Interrogé par un lecteur, le journal a voulu vérifier à la Source un constat selon lequel les cas de violences conjugales et d’agressions sexuelles semblent se multiplier. Après vérification, c’est unanime, il n’y aurait pas plus de violences, mais plus de dénonciations.
« On constate une explosion des demandes depuis la pandémie, les nombreux féminicides et l’arrivée des tribunaux spécialisés. Mais y a-t-il une augmentation de la violence, ou est-elle davantage dénoncée ? », demande Véronique Mercier, responsable des communications du Havre l’Éclaircie, qui soutient les femmes victimes de violence conjugale et leurs enfants.
Notamment, cette année, l’organisation a enregistré un taux d’hébergement de 111 %, un sommet historique. Toutefois, Mme Mercier sait que le langage a évolué. « Avant, les femmes ne se reconnaissaient pas toujours dans le terme de violence domestique. On parle maintenant de relations toxiques, de signaux d’alarme, etc.
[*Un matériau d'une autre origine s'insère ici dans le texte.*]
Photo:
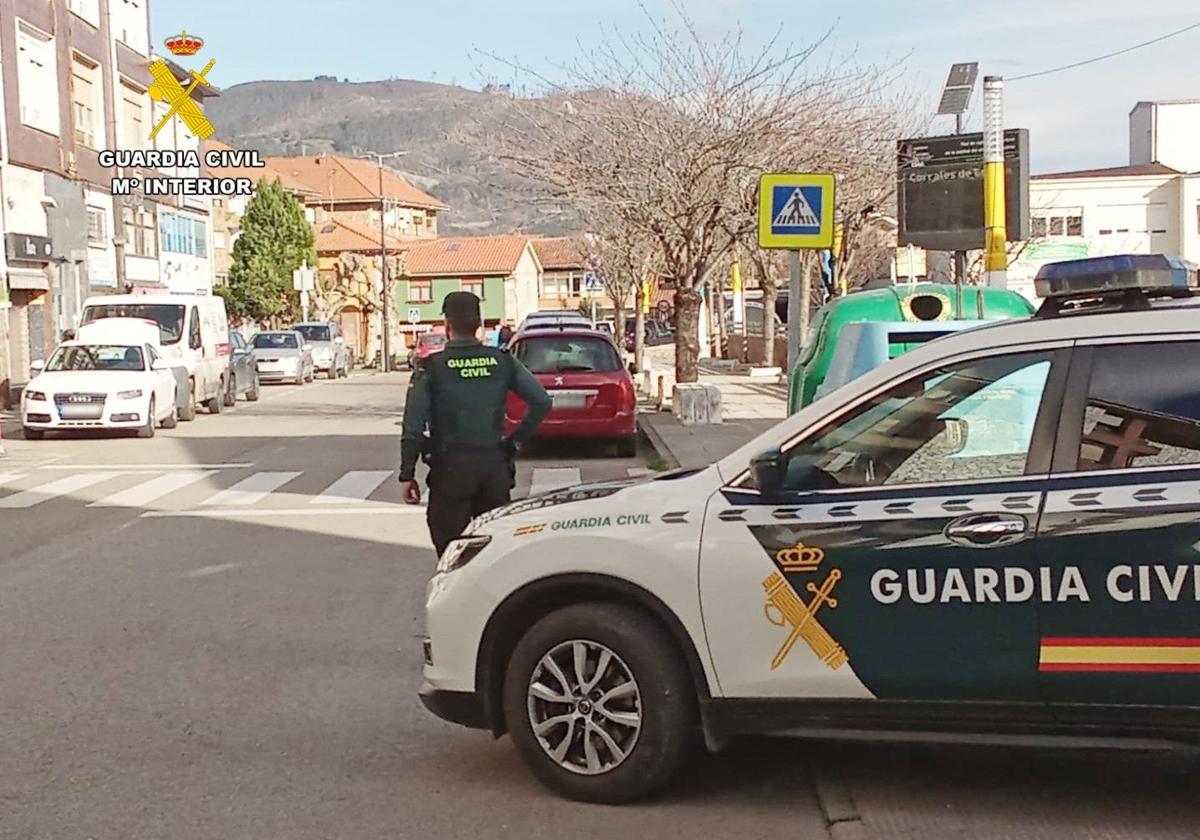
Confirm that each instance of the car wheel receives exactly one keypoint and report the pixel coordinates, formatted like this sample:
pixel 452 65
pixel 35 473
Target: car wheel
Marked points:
pixel 187 411
pixel 147 431
pixel 600 703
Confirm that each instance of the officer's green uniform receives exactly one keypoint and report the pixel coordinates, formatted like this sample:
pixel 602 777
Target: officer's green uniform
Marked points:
pixel 460 395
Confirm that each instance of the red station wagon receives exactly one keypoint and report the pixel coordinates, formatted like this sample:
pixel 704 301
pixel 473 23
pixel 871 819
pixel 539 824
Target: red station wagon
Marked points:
pixel 593 393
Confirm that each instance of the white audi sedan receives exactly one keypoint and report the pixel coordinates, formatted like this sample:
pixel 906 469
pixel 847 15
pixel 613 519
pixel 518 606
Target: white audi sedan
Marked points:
pixel 100 385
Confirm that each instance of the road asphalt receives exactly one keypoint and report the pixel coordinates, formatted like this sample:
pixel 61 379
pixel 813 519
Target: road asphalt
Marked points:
pixel 216 634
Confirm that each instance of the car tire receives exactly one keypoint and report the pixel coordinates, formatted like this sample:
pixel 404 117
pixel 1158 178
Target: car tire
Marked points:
pixel 663 703
pixel 187 412
pixel 148 430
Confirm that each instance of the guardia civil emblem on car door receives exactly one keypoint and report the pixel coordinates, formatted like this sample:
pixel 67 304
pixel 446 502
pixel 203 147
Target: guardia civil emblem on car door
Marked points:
pixel 786 607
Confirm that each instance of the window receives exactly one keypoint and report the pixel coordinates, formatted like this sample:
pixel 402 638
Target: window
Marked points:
pixel 1143 407
pixel 88 10
pixel 37 78
pixel 184 234
pixel 555 354
pixel 139 237
pixel 135 132
pixel 87 101
pixel 97 227
pixel 964 423
pixel 1059 222
pixel 420 292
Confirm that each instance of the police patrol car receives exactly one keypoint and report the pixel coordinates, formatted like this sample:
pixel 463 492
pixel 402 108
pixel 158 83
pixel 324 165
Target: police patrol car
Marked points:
pixel 997 533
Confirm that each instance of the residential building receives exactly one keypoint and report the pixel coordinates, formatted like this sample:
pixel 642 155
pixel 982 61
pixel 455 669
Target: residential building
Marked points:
pixel 1147 207
pixel 227 211
pixel 504 271
pixel 349 282
pixel 348 190
pixel 564 267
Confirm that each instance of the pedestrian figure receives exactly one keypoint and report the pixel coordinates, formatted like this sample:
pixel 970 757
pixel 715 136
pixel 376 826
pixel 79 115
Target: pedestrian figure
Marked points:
pixel 454 417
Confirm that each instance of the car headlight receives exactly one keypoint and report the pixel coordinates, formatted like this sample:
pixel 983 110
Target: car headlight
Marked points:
pixel 461 552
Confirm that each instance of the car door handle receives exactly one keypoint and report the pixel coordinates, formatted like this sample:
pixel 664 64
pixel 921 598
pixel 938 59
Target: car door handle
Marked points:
pixel 988 531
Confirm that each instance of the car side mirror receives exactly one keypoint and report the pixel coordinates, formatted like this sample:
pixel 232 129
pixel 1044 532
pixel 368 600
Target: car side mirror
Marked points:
pixel 768 471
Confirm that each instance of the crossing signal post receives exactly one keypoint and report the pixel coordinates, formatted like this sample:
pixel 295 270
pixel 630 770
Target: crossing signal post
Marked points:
pixel 796 213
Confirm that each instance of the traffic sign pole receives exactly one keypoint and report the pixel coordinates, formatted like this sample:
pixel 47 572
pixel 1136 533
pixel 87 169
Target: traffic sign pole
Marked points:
pixel 796 313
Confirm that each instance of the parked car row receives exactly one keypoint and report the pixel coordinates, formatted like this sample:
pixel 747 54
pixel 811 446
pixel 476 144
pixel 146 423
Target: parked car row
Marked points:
pixel 145 361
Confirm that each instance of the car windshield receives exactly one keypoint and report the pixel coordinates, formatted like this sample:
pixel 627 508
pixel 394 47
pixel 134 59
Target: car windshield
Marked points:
pixel 96 358
pixel 555 354
pixel 313 333
pixel 276 341
pixel 169 317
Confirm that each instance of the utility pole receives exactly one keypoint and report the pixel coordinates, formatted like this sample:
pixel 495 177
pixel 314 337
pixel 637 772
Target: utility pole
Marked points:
pixel 385 364
pixel 995 225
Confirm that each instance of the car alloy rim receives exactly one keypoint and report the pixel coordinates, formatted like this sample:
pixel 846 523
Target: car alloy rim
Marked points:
pixel 585 707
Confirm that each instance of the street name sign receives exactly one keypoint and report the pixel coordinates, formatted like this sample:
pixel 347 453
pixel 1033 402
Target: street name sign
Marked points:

Les femmes et les adolescentes se reconnaissent davantage », dit-elle, soulignant que Havre l’Éclaircie sensibilise beaucoup plus que par le passé, dans des milieux différents.
« La violence s’installe de manière très sournoise. Il faut y voir une série de stratégies et d’actes de contrôle sur autrui. La violence n’est pas seulement physique, mais aussi psychologique, verbale, sexuelle et économique. On parle aussi de contrôle coercitif pour tout ce qui implique d’isoler, de surveiller, de contrôler, de menacer, de harceler la victime », dit-elle, consciente qu’il est souvent très difficile de sortir d’une relation conjugale. , alors que les stratégies de contrôle de l’ex-conjoint ont même tendance à se multiplier après la rupture.
Même constat à Jonction pour elle, qui est un refuge pour femmes victimes de violences conjugales et leurs enfants.
« Les chiffres augmentent chaque année. […] Pour l’année 2023-2024, notre taux d’occupation est de 136%. Il faut rediriger les femmes vers d’autres foyers et vers SOS Violences Domestiques», informe sa directrice Sylvie Bernatchez, qui attribue également cette augmentation aux campagnes de sensibilisation menées pendant et après la pandémie.
« Les femmes les ont entendus et ont demandé de l’aide. […] Il faut prêter attention à toutes les manifestations de contrôle coercitif. Les violences domestiques commencent rarement par des violences physiques et certaines manifestations peuvent, prises une à une, passer inaperçues et recevoir une aide anodine. C’est leur répétition, jour après jour, qui finit par créer un climat de terreur parmi les victimes. Nous espérons donc que les victimes, mais surtout les professionnels, seront capables de reconnaître les manifestations et d’intervenir. »
«Les enfants et les adolescents sont de plus en plus sensibilisés à ce type d’infractions et osent plus porter plainte qu’à une époque», a déclaré Julia Richard, directrice adjointe et travailleuse sociojudiciaire d’Équijustice Beauce.
« Les principes concernant le consentement ont changé ces dernières années. L’accent doit être mis sur le fait que celui qui consent a aussi du plaisir. Si cette notion est absente de l’équation, il n’y a pas de consentement. En outre, le consentement peut être vérifié, il peut être demandé, il peut être validé. […] Il n’y a rien de « pas grave ». »
Du côté du Centre d’aide et de lutte contre les agressions sexuelles (CALACS), Julie Houde, garde sociale et responsable des communications, est d’avis que les campagnes gouvernementales, ainsi que le mouvement #metoo lancé en 2017, ont permis à de nombreuses personnes de parler publiquement de leurs expériences et être entendus.
« Chaque situation est différente. Nous avons remarqué qu’il y a plus de personnes qui sollicitent nos services après avoir été agressées sexuellement alors qu’elles étaient en état d’ébriété avec l’une des drogues du viol. On constate également une augmentation des demandes de personnes ayant subi des agressions de la part de leur conjoint. Il y a aussi de plus en plus de situations liées au partage de photos intimes”, a-t-elle déclaré.
Il faut savoir que le nombre de personnes soutenues par l’organisme est passé de 97 à 133 entre 2004 et 2020. Ce chiffre a bondi pendant la pandémie pour atteindre 343 signalements en 2024.